Au collège, au moment de choisir sa deuxième langue, il avait sans hésiter opté pour celle qu'il connaissait le mieux après le français, non par goût mais par sens pratique. Choix judicieux car ses notes avaient côtoyé les sommets et donné meilleure allure à sa moyenne générale. Une fois le bac en poche, il s'était dirigé vers des études de langue, littérature et civilisation italienne mû par son principe de toujours : ne jamais faire un autre choix que celui de la facilité. Obtenir son diplôme lui avait tout de même demandé quelques efforts – les premiers – mais il s'en était admirablement sorti et par la suite, il n'avait eu aucun mal à trouver du travail, grâce aux contacts de sa mamma. Le plus souvent, il traduisait des notices d'utilisation et des guides pratiques. Les particuliers pouvaient également faire appel à ses compétences via un annuaire sur le web. Leurs demandes étaient variées : correspondance, lettres de motivation, devoirs à la maison... Il avait une tendresse particulière pour les clients qui lui confiaient des lettres d'amour à destination des plus belles actrices italiennes.

Un matin, il reçut un e-mail de la part d'une femme. Laconique, elle disait simplement avoir besoin de ses services, elle préférait discuter de sa commande de vive voix. Comme ils habitaient la même ville, rendez-vous fut pris dans un café.
Sur place, il la repéra grâce au document posé devant elle. C'était une assez jeune femme, la petite trentaine. Des boucles rousses serrées encadraient son visage, un visage aux traits réguliers et plutôt agréable à regarder. Elle portait une veste marron sur une longue robe noire et quantité de bagues en argent. Quand il s'approcha d'elle et se présenta, elle se leva pour lui serrer la main. Puis ils s'installèrent l'un en face de l'autre. Fabrice commanda un cappuccino, elle prit un thé. C'était la première fois qu'il rencontrait un client, il se demanda qui devrait payer l'addition.
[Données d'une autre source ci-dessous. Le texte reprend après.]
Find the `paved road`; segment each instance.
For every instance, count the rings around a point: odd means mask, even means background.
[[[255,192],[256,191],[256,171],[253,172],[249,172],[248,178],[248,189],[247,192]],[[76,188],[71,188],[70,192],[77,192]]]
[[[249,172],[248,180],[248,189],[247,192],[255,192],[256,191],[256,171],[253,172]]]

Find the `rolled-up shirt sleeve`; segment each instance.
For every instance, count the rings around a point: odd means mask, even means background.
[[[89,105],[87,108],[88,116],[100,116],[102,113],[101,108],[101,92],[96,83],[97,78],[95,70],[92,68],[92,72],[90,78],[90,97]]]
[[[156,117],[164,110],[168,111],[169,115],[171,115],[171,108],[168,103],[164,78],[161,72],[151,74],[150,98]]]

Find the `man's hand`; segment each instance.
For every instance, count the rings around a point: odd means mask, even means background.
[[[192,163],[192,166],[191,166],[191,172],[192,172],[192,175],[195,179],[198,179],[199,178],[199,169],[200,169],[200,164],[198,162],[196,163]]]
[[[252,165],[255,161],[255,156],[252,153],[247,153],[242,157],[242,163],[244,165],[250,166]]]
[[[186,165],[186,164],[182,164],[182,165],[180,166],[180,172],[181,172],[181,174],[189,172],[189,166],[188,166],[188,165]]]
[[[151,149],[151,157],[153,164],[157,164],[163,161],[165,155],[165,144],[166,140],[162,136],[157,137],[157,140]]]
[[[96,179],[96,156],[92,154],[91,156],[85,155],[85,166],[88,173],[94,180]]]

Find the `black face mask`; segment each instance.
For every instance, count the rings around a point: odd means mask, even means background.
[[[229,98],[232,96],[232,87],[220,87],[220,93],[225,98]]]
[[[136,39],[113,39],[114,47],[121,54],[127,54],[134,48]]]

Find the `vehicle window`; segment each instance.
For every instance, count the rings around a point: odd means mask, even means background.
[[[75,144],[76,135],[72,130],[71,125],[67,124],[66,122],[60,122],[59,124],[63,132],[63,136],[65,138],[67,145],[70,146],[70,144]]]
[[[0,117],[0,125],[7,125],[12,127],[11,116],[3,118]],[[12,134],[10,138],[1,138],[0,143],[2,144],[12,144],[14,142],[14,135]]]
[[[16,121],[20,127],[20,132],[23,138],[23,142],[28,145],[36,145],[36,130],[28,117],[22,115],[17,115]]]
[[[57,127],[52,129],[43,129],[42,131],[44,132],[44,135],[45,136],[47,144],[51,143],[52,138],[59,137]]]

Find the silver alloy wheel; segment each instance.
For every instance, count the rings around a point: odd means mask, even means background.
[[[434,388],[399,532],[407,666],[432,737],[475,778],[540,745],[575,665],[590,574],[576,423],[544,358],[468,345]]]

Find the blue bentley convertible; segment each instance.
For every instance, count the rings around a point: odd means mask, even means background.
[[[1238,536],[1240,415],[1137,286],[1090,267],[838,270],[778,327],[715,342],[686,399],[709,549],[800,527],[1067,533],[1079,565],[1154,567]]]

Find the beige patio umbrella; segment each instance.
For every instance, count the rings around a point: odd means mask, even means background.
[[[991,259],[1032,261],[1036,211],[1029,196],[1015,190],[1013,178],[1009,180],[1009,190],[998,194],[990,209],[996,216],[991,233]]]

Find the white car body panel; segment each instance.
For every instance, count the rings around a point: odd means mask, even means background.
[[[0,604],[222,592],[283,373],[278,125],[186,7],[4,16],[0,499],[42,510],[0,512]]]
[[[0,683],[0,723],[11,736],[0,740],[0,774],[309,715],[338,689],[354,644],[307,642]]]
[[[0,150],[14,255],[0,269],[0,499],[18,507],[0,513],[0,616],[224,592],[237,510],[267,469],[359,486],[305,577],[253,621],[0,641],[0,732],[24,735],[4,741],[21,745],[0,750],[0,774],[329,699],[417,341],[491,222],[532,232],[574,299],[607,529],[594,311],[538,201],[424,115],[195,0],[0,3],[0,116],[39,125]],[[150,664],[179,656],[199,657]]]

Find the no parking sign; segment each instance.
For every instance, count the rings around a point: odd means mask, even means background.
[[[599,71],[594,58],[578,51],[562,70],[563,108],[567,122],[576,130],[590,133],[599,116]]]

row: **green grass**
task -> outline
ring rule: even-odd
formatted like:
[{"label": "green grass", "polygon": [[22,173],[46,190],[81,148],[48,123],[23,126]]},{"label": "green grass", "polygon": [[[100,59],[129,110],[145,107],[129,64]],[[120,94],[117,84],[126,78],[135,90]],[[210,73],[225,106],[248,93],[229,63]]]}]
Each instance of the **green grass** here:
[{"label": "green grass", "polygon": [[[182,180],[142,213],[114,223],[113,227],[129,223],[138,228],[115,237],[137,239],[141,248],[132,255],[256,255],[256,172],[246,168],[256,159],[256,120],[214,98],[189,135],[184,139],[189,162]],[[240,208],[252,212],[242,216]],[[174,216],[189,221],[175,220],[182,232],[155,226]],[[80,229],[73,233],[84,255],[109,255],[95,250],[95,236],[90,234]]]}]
Elle s'appelait Judith. Ses mains étaient accrochées aux bords du manuscrit, elle semblait légèrement nerveuse.
« Eh bien voilà. Le texte que j'ai là, c'est celui d'un ami. Un ami italien. C'est une fiction, une prose, mais une prose poétique. Il y a passé beaucoup du temps, j'adorerais le lire mais je ne connais pas l'italien et il a refusé de me le traduire. « Traduttore, traditore », qu'il m'a dit. Ça, il a bien voulu m'en donner le sens : traduire, c'est trahir. Enfin, vous devez connaître ça.
— En effet, c'est une expression connue dans le métier. Littéralement, cela veut dire « traducteur, traître ». Mais pour retrouver la paronymie – c'est-à-dire la ressemblance entre les deux mots – on la traduit en français de la façon dont vous l'a dite votre ami. »
Cette petite explication n'éveilla aucun intérêt dans le regard de son interlocutrice. Tout ce qui intéressait Judith, c'était ce manuscrit. D'ailleurs, de le voir assemblé par une simple reliure en spirale fit naître une question sur les lèvres du traducteur : « Ce texte a-t-il été publié ?
— Non, mais mon ami, Fabrizio, l'a envoyé à plusieurs éditeurs de son pays. Qui sait ? On le trouvera peut-être un jour en français. Malgré sa désapprobation envers les traductions, je pense que Fabrizio accepterait de voir son œuvre s'affranchir des frontières de l'Italie. Mais attendre une publication française serait trop long. Tout comme attendre de maîtriser l'italien. J'apprends, mais lentement... C'est pourquoi j'ai pensé à vous. Vous aviez traduit une lettre pour moi un jour. Vous vous rappelez ? »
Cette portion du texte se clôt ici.